Introduction to Scalar and Vector Programming - 2023.2 English

AI Engine Kernel and Graph Programming Guide (UG1079)

Document ID
UG1079
Release Date
2023-12-04
Version
2023.2 English

This section provides an overview of the key elements of kernel programming for scalar and vector processing elements. The details of each element and optimization skills will be seen in following sections.

The following example uses only the scalar engine. It demonstrates a for loop iterating through 512 int32 elements. Each loop iteration performs a single multiply of int32 a and int32 b storing the result in c and writing it to an output buffer. The scalar_mul kernel operates on two input blocks (buffer) of data input_buffer<int32> and produces an output buffer of data output_buffer<int32>.

Buffers are accessed through scalar and vector iterators. For additional details on the buffer APIs, see Streaming Data API.

void scalar_mul(input_buffer<int32> & data1,
			input_buffer<int32> & data2,
			output_buffer<int32> & out){
        auto pin1 = aie::begin(data1);
        auto pin2 = aie::begin(data2);
        auto pout = aie::begin(out);
	for(int i=0;i<512;i++)
	{
		int32 a=*pin1++;
		int32 b=*pin2++;
		int32 c=a*b;
		*pout++ = c;
	}
}

The following example is a vectorized version for the same kernel.

void vect_mul(input_buffer<int32> & __restrict data1,
			input_buffer<int32> & __restrict data2,
			output_buffer<int32> & __restrict out){
        auto pin1 = aie::begin_vector<8>(data1);
        auto pin2 = aie::begin_vector<8>(data2);
        auto pout = aie::begin_vector<8>(out);
	for(int i=0;i<64;i++)
	chess_prepare_for_pipelining
	{
		aie::vector<int32,8> va=*pin1++;
		aie::vector<int32,8> vb=*pin2++;
		aie::accum<acc80,8> vt=mul(va,vb);
		aie::vector<int32,8> vc=srs(vt,0);
		*pout++ = vc;
	}
}

Note the data types vector<int32,8> and accum<acc80,8> are used in the previous kernel code. The buffer API begin_vector<8> returns an iterator that will iterate over vectors of 8 int32s and stores them in variables named va and vb. These two variables are vector type variables and they are passed to the intrinsic function mul which outputs vt which is a accum<acc80,8> data type. The accum<acc80,8> type is reduced by a shift round saturate function srs that allows a vector<int32,8> type, variable vc, to be returned and then written to the output buffer. Additional details on the data types supported by the AI Engine are covered in the following sections.
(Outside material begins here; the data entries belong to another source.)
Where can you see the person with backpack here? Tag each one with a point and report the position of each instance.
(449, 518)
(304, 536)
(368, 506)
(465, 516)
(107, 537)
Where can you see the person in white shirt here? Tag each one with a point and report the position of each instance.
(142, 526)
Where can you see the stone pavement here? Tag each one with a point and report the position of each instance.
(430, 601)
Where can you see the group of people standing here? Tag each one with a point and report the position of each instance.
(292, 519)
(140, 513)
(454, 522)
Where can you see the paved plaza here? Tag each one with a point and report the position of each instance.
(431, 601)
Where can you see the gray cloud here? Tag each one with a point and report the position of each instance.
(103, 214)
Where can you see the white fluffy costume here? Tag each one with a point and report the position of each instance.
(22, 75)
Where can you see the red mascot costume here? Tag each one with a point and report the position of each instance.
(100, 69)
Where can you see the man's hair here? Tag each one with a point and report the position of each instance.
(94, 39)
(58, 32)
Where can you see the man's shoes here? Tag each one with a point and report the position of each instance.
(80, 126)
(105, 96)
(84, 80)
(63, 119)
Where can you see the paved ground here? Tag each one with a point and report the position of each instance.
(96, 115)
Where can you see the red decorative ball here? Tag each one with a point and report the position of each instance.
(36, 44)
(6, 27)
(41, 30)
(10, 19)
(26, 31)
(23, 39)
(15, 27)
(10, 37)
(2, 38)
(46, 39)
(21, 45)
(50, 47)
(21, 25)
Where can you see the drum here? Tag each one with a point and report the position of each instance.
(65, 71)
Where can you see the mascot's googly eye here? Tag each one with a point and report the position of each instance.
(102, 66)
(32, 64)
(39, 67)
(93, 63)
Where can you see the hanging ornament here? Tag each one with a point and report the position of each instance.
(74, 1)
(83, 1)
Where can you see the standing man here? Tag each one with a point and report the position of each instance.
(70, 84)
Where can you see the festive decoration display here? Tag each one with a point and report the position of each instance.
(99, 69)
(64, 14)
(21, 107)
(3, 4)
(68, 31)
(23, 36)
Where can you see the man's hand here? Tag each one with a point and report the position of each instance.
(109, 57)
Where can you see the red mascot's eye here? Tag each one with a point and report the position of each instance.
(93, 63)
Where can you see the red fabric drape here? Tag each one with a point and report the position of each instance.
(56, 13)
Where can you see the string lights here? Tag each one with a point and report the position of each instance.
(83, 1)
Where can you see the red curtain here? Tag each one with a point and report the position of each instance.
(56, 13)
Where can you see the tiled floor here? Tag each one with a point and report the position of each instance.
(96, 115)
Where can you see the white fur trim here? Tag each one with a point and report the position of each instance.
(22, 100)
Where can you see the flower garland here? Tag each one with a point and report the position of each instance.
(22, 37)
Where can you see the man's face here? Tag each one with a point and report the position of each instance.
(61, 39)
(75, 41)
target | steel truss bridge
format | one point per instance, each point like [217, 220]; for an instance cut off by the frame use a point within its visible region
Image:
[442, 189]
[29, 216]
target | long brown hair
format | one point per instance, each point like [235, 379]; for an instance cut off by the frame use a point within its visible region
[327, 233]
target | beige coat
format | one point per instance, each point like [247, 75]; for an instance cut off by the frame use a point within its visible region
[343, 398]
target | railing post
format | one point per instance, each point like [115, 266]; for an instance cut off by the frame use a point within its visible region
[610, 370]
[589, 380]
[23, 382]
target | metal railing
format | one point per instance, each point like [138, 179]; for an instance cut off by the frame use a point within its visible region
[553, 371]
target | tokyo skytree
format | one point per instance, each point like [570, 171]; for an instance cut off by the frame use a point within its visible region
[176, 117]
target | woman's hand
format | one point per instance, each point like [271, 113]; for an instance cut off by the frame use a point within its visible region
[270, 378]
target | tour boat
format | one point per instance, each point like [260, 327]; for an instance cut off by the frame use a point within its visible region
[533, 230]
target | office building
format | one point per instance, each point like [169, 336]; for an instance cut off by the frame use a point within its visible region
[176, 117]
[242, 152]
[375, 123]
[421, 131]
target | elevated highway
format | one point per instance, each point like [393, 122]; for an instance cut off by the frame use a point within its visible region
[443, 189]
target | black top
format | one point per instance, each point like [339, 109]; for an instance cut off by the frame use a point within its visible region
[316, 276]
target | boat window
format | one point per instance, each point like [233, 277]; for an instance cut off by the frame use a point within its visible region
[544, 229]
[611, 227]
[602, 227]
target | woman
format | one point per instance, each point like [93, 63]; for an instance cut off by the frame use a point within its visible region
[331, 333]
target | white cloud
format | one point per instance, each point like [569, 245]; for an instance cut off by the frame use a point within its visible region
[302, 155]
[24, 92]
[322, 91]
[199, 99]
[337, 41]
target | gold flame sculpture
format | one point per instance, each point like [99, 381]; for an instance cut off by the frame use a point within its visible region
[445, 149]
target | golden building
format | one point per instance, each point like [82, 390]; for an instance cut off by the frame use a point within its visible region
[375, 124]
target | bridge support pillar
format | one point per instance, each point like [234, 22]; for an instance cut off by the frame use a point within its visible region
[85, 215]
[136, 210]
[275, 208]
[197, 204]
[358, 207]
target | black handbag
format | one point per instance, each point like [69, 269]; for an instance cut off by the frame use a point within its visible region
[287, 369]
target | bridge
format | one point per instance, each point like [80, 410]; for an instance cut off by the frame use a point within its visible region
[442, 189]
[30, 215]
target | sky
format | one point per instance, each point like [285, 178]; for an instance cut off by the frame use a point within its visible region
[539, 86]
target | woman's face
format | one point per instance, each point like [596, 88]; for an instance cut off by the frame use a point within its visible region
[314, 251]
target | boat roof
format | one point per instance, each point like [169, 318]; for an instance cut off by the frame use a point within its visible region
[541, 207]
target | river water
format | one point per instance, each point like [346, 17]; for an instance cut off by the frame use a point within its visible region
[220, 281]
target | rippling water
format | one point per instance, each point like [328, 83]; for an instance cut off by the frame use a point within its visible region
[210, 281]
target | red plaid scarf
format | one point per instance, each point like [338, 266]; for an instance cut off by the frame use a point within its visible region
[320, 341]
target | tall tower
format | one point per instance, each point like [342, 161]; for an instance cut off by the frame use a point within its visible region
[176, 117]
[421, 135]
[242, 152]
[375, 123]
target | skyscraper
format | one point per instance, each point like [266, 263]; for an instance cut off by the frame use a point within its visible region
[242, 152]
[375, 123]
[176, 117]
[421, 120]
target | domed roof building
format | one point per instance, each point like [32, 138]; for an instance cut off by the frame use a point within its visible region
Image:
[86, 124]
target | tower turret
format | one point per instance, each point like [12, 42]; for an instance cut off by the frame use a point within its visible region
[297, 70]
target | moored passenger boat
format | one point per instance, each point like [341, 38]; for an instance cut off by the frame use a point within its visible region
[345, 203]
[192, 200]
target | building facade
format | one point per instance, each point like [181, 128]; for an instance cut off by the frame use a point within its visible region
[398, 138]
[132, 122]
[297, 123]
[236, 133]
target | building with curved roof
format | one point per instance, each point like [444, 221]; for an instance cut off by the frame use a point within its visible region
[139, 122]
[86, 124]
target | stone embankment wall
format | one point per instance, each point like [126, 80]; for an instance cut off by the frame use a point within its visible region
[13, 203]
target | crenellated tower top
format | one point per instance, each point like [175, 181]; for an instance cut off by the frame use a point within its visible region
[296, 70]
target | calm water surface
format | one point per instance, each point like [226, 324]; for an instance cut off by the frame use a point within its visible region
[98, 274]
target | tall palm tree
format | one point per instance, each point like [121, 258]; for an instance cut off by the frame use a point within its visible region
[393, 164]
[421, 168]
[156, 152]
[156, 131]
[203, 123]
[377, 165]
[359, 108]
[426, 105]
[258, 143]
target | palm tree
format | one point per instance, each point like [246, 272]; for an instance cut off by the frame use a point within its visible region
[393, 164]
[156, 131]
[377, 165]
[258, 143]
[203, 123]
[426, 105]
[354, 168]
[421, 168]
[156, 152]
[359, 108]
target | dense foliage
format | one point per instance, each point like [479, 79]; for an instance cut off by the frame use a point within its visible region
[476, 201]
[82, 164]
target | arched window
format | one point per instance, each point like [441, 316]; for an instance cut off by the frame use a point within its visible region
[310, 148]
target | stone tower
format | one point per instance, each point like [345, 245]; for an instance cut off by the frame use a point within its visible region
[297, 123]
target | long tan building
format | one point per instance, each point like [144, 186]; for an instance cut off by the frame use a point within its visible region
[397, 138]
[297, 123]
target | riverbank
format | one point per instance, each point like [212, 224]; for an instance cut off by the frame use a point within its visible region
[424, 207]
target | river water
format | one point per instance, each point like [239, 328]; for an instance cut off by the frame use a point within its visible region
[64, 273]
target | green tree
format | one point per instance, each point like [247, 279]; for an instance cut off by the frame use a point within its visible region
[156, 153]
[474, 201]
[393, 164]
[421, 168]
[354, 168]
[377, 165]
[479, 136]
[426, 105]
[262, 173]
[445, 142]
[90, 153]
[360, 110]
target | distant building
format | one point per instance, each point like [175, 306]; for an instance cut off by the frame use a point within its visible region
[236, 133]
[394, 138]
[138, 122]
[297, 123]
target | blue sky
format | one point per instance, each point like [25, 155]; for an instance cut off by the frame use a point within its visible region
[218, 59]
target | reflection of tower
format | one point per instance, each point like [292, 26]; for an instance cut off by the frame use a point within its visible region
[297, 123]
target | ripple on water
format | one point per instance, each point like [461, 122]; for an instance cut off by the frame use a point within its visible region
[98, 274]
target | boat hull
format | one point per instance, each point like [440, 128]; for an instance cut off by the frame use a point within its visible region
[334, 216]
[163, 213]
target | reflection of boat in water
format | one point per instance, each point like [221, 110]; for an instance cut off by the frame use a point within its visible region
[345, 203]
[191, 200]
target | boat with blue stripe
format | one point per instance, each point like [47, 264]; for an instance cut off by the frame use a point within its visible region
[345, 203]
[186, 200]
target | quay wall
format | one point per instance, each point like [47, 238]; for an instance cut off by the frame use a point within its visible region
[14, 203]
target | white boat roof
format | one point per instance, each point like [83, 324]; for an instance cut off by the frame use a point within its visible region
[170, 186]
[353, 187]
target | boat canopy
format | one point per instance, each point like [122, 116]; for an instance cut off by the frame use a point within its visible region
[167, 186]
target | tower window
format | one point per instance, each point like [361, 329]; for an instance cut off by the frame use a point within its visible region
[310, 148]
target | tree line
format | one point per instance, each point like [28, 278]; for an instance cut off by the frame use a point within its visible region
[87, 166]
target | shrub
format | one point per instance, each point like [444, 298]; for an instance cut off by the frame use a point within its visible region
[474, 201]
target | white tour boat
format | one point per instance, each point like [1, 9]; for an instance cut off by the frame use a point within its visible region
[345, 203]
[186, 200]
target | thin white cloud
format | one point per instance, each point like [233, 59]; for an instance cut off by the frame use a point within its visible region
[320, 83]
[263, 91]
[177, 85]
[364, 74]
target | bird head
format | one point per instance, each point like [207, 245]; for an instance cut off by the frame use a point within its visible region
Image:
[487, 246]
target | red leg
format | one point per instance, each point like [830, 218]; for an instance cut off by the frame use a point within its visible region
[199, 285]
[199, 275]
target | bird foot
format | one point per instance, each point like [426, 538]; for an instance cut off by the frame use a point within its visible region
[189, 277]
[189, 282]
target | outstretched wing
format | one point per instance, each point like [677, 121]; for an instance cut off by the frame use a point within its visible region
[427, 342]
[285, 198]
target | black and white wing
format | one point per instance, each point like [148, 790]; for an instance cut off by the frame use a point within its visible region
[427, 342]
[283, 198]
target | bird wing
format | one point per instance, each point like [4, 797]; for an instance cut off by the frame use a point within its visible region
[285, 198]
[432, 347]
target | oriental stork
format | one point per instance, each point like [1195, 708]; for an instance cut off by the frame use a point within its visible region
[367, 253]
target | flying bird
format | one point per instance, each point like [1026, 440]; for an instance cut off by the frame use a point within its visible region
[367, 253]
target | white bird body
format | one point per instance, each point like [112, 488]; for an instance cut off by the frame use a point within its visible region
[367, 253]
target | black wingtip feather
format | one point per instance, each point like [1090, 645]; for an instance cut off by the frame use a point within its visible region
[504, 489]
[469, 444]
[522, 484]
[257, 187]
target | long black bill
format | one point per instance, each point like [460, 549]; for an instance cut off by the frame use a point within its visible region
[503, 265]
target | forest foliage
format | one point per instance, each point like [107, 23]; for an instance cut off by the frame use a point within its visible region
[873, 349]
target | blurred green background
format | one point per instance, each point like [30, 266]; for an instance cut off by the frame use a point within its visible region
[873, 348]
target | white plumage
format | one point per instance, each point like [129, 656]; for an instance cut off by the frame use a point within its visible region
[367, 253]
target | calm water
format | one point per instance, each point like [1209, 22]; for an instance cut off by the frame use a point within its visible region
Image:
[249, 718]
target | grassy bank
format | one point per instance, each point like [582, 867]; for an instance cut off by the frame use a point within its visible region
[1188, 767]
The __restrict keyword used on the input and output parameters of the vect_mul function, allows for more aggressive compiler optimization by explicitly stating independence between data.

chess_prepare_for_pipelining is a compiler pragma that directs kernel compiler to achieve optimized pipeline for the loop.

The scalar version of this example function takes 1055 cycles while the vectorized version takes only 99 cycles. As you can see there is more than 10 times speedup for vectorized version of the kernel. Vector processing itself would give 8x the throughput for int32 multiplication but has a higher latency and would not get 8x the throughput overall. However, with the loop optimizations done, it can get close to 10x. The sections that follow describe in detail the various data types that can be used, registers available, and also the kinds of optimizations that can be achieved on the AI Engine using concepts like software pipelining in loops and keywords like __restrict.